Cuando la policía
patrulla las calles, lo que busca es el orden. La calle no es el lugar en el
que se gesta el delito grave y mucho menos es el lugar en que, en caso de
gestarse, se detecta. Ninguna estafa millonaria se gesta en la calle, sino en
oficinas con buena conexión a internet. Ningún homicidio se planifica en la
calle. Ningún asesinato se proclama en la calle justo a tiempo para que un
afortunado coche policial pase por allí y lo evite. Quienes deciden que miles
de personas se inmolen por la patria, la religión o el petróleo no lo hacen en
la calle. La destrucción del medio ambiente no se diseña en las calles, sino en
despachos de madera noble.
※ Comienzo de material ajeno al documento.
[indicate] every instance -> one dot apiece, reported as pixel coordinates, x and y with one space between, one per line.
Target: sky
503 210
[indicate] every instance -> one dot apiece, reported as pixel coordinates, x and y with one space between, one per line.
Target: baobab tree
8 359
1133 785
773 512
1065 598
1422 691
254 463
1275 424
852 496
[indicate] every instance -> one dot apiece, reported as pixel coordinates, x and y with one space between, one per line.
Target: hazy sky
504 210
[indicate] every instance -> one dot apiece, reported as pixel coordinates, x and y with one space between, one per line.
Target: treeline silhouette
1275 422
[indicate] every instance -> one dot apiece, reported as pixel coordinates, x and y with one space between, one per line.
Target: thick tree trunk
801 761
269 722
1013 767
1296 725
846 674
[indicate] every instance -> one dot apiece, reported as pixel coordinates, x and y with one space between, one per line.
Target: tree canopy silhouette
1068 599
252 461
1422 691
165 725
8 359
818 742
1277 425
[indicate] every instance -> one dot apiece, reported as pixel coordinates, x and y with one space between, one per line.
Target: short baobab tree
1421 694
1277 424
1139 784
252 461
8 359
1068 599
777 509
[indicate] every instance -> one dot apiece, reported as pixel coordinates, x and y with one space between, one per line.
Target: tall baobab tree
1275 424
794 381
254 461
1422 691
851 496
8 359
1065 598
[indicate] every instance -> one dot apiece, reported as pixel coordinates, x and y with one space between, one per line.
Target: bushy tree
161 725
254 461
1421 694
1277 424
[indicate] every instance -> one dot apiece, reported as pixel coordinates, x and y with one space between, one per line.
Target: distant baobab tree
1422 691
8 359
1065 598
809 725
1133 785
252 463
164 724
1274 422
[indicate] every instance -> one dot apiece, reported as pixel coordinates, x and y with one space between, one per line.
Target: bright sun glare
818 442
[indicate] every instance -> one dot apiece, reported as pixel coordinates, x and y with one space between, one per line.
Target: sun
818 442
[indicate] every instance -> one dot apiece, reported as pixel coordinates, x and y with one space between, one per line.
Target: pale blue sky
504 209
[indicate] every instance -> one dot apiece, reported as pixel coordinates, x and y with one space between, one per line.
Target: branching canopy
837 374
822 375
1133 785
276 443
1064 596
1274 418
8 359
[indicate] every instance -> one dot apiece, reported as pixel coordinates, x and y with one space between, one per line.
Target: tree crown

Hay más violaciones evitadas por vecinos que por
policías (lógicamente, pues vecinos somos todos, y estamos en todas partes). La
calle es el lugar de la falta menor, del pequeño desorden, del paso de
personas, siempre sospechosas, pero no del daño social. Las patrullas guardan de
la alteración de lo cotidiano, de la paz del pequeño comerciante y del vecino
miedoso aleccionado por los telediarios, que plasman los barrios y los pueblos
como lugares de riesgo. Las patrullas han ido sustituyendo a los vecinos. Allá
donde había niños y viejos de manera permanente, ahora solo quedan policías
aparcados y gente que pasa. Ese es el ideal del capitalismo: nadie fijo, nadie
quieto, todo el mundo caminando hasta el comercio más próximo, mientras en una
esquina, aparcados, los agentes del orden vigilan que nadie se pare.